Oregon’s public universities do more than just prepare the next generation of Oregon’s leaders — they are researching human-caused climate change and what we should do about it.
This article first appeared in The Bend Bulletin on July 14, 2021. Written by Hank Skade.
With wildfires in Central Oregon already prompting evacuations, I’m glad Oregon policymakers have made critical investments in funding for science and our public institutions of higher education. Oregon’s public universities do more than just prepare the next generation of Oregon’s leaders — they are researching human-caused climate change and what we should do about it.
I am a proud graduate of the University of Oregon, where I received a Bachelor of Science and did graduate work in environmental studies. At the UO, researchers in the social, natural, and physical sciences study many aspects of climate change, including how it increases the number of wildfires, affects indigenous and rural communities, and changes the ecology of grasslands.
In addition, UO’s Oregon Hazard Lab operates Oregon’s portion of the Alert Wildfire system, which provides state-of-the art pan-tilt-zoom fire cameras to help firefighters and first responders discover and locate fires quickly and help evacuations through enhanced situational awareness via a publicly accessible website. That’s why it’s more important than ever that our state and federal government make significant investments in our public universities.
As a former board member of environmental organizations in San Francisco and Alaska, and a member of the American Sustainable Business Council, Sustainable Land Development International, and the California Association of Winegrape Growers, I am acutely aware of the impacts of the climate crisis on businesses and entire industries, including the wine industry. It is critical that universities have the funding they need to continue research to address the crisis and mitigate connected hazards, such as raised temperatures and longer, more dangerous wildfire seasons.
During the past legislative session, Oregon legislators, including our own Sen. Tim Knopp and Rep.
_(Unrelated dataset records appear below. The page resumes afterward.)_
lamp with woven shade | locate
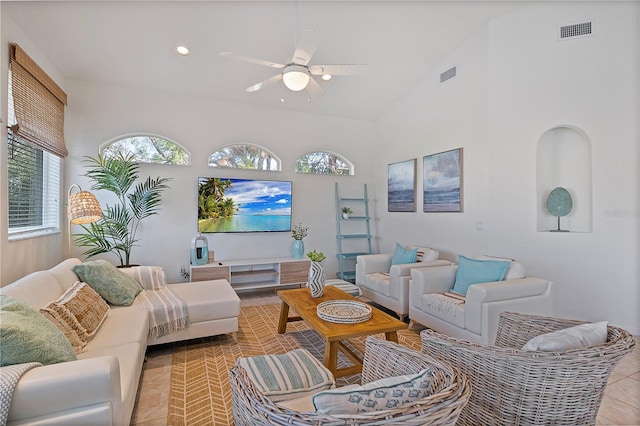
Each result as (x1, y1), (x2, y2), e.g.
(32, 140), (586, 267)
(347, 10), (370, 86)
(67, 183), (102, 225)
(67, 183), (102, 256)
Jason Kropf (a fellow Oregon Duck), funded the Public University Support Fund at the higher education community’s request of $900 million. This funding will allow universities like my alma mater and our local Oregon State University to continue doing groundbreaking research to keep our communities safe and our industries thriving. I hope we will see state lawmakers continue to prioritize these investments. Our future depends on it.
Additionally, I was pleased to see the entire Oregon House congressional delegation, including our congressman, Cliff Bentz, vote to pass the National Science Foundation for the Future Act.
The National Science Foundation (NSF), an independent federal agency dedicated to promoting the progress of science, has an important partnership with Oregon’s three largest universities — UO, OSU, and Portland State University — and provided a total of $118.8 million in awards in Oregon last year. The NSF’s partnership with universities has led to incredible discoveries, like the internet and mRNA vaccines. This same partnership is fueling much of the research around climate change and wildfire science.
Additionally, the NSF invested $7.4 million in Oregon startups through the agency’s small business program. As an entrepreneur, I know how important these investments can be to Oregon’s small tech companies.
The National Science Foundation for the Future Act will allow Oregon’s research universities and small businesses to continue creating knowledge to address climate change and help our state and industries become more resilient.
This summer, if you see our congressman or local legislators, make sure to thank them for supporting investments in science and higher education.
Our ability to understand and mitigate the effects of climate change is key to the success of our state’s industries and the health and well-being of Oregonians.
And as our neighbors leave their belongings behind, evacuating from yet another wildfire, this research is more pressing than ever.